Wang Jingyan, Li Yongping
Shanghai Institute of Applied Physics, Chinese Academy of Sciences, 2019 Jialuo Road, Jiading District, Shanghai 201800, PR China.
J Bioinform Comput Biol. 2011 Dec;9(6):663-79. doi: 10.1142/s0219720011005550.

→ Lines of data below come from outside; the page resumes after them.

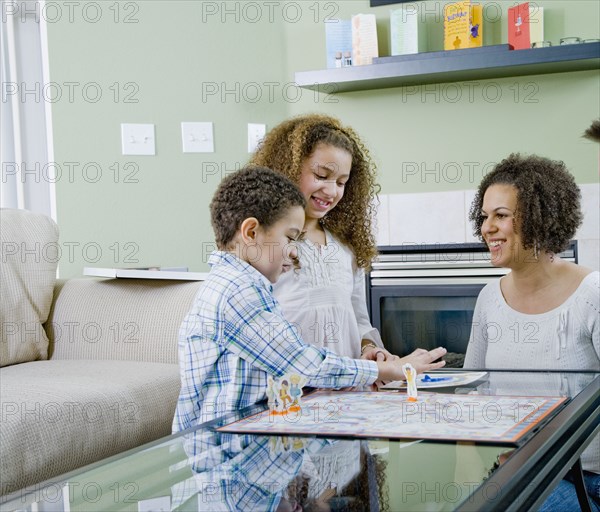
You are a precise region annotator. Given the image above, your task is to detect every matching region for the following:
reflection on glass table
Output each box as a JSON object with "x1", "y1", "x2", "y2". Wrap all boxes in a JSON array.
[{"x1": 0, "y1": 371, "x2": 600, "y2": 512}]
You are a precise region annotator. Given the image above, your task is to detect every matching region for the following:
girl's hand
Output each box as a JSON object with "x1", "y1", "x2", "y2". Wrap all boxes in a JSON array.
[
  {"x1": 360, "y1": 347, "x2": 398, "y2": 362},
  {"x1": 400, "y1": 347, "x2": 446, "y2": 373}
]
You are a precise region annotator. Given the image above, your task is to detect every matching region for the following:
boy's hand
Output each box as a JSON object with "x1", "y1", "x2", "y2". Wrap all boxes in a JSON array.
[{"x1": 377, "y1": 347, "x2": 446, "y2": 382}]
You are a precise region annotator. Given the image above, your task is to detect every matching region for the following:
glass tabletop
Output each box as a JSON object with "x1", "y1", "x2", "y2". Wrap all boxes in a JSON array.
[{"x1": 0, "y1": 370, "x2": 600, "y2": 512}]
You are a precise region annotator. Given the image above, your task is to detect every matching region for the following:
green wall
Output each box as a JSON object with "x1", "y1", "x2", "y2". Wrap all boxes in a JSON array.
[{"x1": 47, "y1": 0, "x2": 600, "y2": 277}]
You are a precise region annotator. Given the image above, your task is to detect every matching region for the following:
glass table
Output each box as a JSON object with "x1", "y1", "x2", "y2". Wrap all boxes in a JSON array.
[{"x1": 0, "y1": 370, "x2": 600, "y2": 512}]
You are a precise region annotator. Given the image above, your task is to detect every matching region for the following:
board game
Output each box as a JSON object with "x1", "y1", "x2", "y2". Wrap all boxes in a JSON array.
[{"x1": 218, "y1": 390, "x2": 566, "y2": 444}]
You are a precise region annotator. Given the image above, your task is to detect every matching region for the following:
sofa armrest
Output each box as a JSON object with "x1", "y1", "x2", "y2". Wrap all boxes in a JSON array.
[{"x1": 44, "y1": 278, "x2": 202, "y2": 364}]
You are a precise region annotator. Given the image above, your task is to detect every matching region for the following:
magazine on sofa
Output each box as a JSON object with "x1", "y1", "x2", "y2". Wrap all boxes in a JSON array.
[{"x1": 83, "y1": 267, "x2": 208, "y2": 281}]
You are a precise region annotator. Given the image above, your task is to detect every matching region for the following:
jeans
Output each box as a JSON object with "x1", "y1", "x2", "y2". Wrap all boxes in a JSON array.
[{"x1": 540, "y1": 471, "x2": 600, "y2": 512}]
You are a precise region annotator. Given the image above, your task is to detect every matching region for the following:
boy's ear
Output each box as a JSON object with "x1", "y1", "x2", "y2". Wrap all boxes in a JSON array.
[{"x1": 240, "y1": 217, "x2": 260, "y2": 244}]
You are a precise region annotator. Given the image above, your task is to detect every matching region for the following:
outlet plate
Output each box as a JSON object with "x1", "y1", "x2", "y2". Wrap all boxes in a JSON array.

Predicting protein function is one of the most challenging problems of the post-genomic era. The development of experimental methods for genome scale analysis of molecular interaction networks has provided new approaches to inferring protein function. In this paper we introduce a new graph-based semi-supervised classification algorithm Sequential Linear Neighborhood Propagation (SLNP), which addresses the problem of the classification of partially labeled protein interaction networks. The proposed SLNP first constructs a sequence of node sets according to their shortest distance to the labeled nodes, and then predicts the function of the unlabel proteins from the set closer to labeled one, using Linear Neighborhood Propagation. Its performance is assessed on the Saccharomyces cerevisiae PPI network data sets, with good results compared with three current state-of-the-art algorithms, especially in settings where only a small fraction of the proteins are labeled.
预测蛋白质功能是后基因组时代最具挑战性的问题之一。用于分子相互作用网络基因组规模分析的实验方法的发展为推断蛋白质功能提供了新途径。在本文中,我们介绍了一种新的基于图的半监督分类算法——顺序线性邻域传播(SLNP),该算法解决了部分标记的蛋白质相互作用网络的分类问题。所提出的SLNP首先根据节点到标记节点的最短距离构建一系列节点集,然后使用线性邻域传播从更接近标记节点的集合中预测未标记蛋白质的功能。我们在酿酒酵母PPI网络数据集上评估了它的性能,与当前三种最先进的算法相比,结果良好,特别是在只有一小部分蛋白质被标记的情况下。